Hastane havası beni boğuyordu.

Onun hayata tekrar bağlanamadığı bu hastane havası beni boğuyordu. Saatlerce bir köşesinde oturup beklediğim bu koridor beni boğuyordu. Genel olarak her şey beni boğuyordu.

Ben boğuluyordum.

Hastaneden hızla çıktım ve başımı havaya kaldırıp derin bir nefes aldım. Hava bugün bulutluydu. Hatta hafifçe yağmur çiseliyordu. Minik yağmur damlaları kirpiklerime tutunurken başımı tekrar eğdim ve ellerimi cebime sokup yürümeye başladım.
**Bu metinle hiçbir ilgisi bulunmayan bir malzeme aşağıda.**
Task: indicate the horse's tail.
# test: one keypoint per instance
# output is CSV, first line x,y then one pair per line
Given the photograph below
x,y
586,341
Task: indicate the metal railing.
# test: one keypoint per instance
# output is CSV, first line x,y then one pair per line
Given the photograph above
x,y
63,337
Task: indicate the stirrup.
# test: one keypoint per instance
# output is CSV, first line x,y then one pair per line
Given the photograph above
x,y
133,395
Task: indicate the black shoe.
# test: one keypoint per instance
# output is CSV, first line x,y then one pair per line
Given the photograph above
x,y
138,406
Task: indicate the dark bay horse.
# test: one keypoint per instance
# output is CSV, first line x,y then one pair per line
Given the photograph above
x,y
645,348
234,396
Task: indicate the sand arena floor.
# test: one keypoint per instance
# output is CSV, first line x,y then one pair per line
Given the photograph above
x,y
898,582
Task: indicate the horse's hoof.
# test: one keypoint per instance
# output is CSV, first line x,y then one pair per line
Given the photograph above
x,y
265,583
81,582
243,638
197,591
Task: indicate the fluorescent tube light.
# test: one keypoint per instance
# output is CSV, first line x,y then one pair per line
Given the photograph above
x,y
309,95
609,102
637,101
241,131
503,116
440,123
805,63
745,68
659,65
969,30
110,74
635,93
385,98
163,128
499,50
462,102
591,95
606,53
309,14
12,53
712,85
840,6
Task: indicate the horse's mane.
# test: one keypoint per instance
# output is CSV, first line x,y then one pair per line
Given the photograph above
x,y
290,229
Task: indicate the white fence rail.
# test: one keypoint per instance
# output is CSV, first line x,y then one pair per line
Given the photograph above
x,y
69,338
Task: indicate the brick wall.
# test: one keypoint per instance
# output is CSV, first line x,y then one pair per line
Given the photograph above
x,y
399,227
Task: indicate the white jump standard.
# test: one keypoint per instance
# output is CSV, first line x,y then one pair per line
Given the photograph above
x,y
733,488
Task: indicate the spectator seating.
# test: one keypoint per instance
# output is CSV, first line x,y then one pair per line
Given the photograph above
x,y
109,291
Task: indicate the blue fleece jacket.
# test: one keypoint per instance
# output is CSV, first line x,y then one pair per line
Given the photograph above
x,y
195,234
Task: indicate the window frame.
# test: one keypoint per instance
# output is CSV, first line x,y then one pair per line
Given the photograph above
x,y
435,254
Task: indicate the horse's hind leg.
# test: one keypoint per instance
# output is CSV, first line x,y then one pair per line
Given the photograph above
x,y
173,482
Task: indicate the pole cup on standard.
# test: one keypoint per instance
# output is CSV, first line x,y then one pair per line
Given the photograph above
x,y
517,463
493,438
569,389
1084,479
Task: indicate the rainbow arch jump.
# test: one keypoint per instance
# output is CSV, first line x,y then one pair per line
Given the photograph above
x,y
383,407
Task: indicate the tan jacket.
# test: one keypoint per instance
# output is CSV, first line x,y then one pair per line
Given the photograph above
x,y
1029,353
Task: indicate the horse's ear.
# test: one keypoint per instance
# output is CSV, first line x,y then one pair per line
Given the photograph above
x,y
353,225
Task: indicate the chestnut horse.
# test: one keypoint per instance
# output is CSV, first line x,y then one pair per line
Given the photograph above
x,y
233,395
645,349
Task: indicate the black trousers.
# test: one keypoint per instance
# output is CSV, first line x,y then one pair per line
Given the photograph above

Çok geçmeden hastanenin karşısında ki durağa vardığımda ceketimin altından sweatimin kapüşonunu çıkardım ve kulağıma kulaklıklarımı geçirip önüme döndüm. O sırada gözlerimin kadrajına giren arabayı tanıyordum. Zaman sanki yavaş akmaya başlamıştı. Gözlerim önümde ki kırmızı BMW'yi takip ederken, araba hastanenin otoparkında durdu ve içinden o indi.